The setting is easy to imagine.  We have a sort of 1800s Seattle with a difference.  The author readily admits that she’s altered landmarks and historical events to fit in with the novel and after all if you’re reading about western type cowboys (and girls) flying around in dirigibles toting strange and weirdly fuelled weapons and fleeing from zombies then your imagination can certainly accommodate a few changes to history!

On top of this we have a number of strange and eccentric characters who we meet along the way, not to mention Briar is a great protagonist to read about.  There’s always an unknown element about the people who Briar and Zeke meet and whether or not they can really be trusted or whether they are acting out of ulterior motives.  I loved Lucy (no pun intended) and Princess not to mention Cly and Swakhammer and will gladly return to find out what eventually happened to them.

I also thought that using the different elements of gaining entry to the blighted city was interesting – Zeke using the tunnels and Briar using airship. It helped to give you a fuller picture of the city and was almost like a reflection of how the survivors lived within it’s confines – nobody lives on terra firma any more – you’re either under or over – and everyone wears masks.

I suppose if I had any criticisms at all they would probably relate to Zeke who at first I found a tiny little bit annoying.  He just seemed to trust people too easily and willing follow them, even when he had a bad feeling about it.  Of course he is still fairly young and I don’t think he ever expected the blighted city to be quite as bad as it actually was.  He was born after the catastrophe and so wouldn’t remember any of the former events that took place so I guess I forgave him eventually.  And, I suppose It must have been such a shock when he finally arrived not to mention the reality of how daunting his task truly was finally hitting home.

On the whole I found this a really enjoyable read.  I loved the pacing.   There was always something new and entertaining and I love the steampunk/horror/zombie fusion aspect.

I will definitely read the next in the series to find out what decisions Briar and Zeke make next.

I’m also submitting this for my Stainless Steel Droppings RIP event.  Check it out here.

11 Responses to “Boneshaker by Cherie Priest”

  1. Carl V. Anderson

    So happy you enjoyed this one. I always find the results of reviews of this book to be on one extreme or the other. I personally loved it and enjoyed the second one in the series (or really the third, Clementine is the second and had limited release). I have the two most recent books on my shelf plus a new one comes out in November. Yet another series I need to catch up on.

    This is steampunk done well, in my opinion.

    • lynnsbooks

      It was great – I literally read it over the past two nights! (so glad it was good otherwise I think I would have missed the deadline for WoGF!).

      I hadn’t realised you read this one – you must have read it a while ago otherwise I would have definitely seen your review! I must go and check out your review (you did review it right?)
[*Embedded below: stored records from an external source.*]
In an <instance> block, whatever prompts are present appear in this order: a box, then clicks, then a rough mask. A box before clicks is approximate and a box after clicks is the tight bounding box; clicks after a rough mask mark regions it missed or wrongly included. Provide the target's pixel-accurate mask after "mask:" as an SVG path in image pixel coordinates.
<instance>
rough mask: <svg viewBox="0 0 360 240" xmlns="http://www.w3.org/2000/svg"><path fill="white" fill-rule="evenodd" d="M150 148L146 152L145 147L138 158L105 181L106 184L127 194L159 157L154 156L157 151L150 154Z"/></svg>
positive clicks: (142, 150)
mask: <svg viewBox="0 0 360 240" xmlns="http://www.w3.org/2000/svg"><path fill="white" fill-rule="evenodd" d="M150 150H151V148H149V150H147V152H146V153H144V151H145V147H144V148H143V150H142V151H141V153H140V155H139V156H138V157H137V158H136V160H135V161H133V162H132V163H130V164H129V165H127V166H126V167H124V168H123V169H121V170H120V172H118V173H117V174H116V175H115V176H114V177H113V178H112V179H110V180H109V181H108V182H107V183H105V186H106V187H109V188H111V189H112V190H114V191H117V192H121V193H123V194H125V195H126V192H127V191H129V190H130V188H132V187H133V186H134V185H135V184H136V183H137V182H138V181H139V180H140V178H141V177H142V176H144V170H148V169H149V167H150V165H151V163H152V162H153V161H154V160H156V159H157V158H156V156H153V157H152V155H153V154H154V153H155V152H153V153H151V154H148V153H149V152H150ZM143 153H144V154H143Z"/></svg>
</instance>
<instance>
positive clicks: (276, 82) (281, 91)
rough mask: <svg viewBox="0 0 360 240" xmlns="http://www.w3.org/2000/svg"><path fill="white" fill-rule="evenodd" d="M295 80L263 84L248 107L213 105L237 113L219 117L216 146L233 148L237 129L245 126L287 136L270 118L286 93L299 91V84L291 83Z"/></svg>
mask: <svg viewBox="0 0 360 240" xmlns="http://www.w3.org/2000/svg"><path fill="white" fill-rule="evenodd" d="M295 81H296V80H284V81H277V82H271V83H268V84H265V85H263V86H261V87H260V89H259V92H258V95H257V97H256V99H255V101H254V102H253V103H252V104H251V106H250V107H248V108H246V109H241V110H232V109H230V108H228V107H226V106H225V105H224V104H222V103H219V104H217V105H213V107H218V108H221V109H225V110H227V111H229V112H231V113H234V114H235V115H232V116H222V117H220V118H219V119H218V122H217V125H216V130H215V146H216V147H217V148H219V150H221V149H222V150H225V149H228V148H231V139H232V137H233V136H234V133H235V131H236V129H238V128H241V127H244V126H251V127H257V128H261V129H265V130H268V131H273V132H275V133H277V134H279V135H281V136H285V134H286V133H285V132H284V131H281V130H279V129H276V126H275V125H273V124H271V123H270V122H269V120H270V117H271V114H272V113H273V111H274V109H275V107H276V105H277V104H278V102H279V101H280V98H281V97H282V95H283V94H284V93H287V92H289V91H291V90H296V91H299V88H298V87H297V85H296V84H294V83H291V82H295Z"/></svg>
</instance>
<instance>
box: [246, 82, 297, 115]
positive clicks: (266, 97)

      I noticed some negative comments about this one but I really loved it. I think I was probably put off reading for a good while for some strange reason but I got into it immediately! And, it’s just so well done. It doesn’t rely on some sort of romance and I can’t say there’s a major plot – but it’s just a really good adventure with a difference.

      Definitely steampunk well done.

      Lynn 😀

      • Carl V. Anderson

        Thanks for commenting on my review, it was fun to revisit it. Dreadnought is great, and does a nice job of referencing this ever so slightly while being entirely its own story. It focuses on one main character and she is great.

  2. Lynn E. O'Connacht

    I enjoyed this one so much and I’m looking forward to whenever I get a chance to read Fiddlehead! There’s such a wonderful sense of place in the series. ^_^

    I’m glad to hear that you enjoyed this too. I loved the dynamics between Briar and Zeke in this book. (I think I do prefer both Dreadnought and Ganymede, though.)

    • Carl V. Anderson

      I thought Dreadnought was great. Haven’t read Ganymede or The Inexplicables yet though they are on my shelf.

      • Lynn E. O'Connacht

        I hope you’ll get a chance to read them soon! Ganymede is gorgeous and The Inexplicables starts tying up some of the threads from all the previous books into a single strand, if I remember.

  3. Two Dudes in an Attic

    I need to read this, mostly because I want to see Seattle overrun by zombies. I would prefer contemporary Seattle, but will take what I can get.

  4. Carl V. Anderson

    You should give this short story a try. It is a standalone set in the Clockwork Century universe. I enjoyed it, reviewed it for SF Signal this past summer.

  5. jdbookworm

    You’ve really made me want to read this now!

    • lynnsbooks

      Yes, you should. It’s a great action packed little adventure. Plus zombies and dirigibles – what’s not to love! Get on it.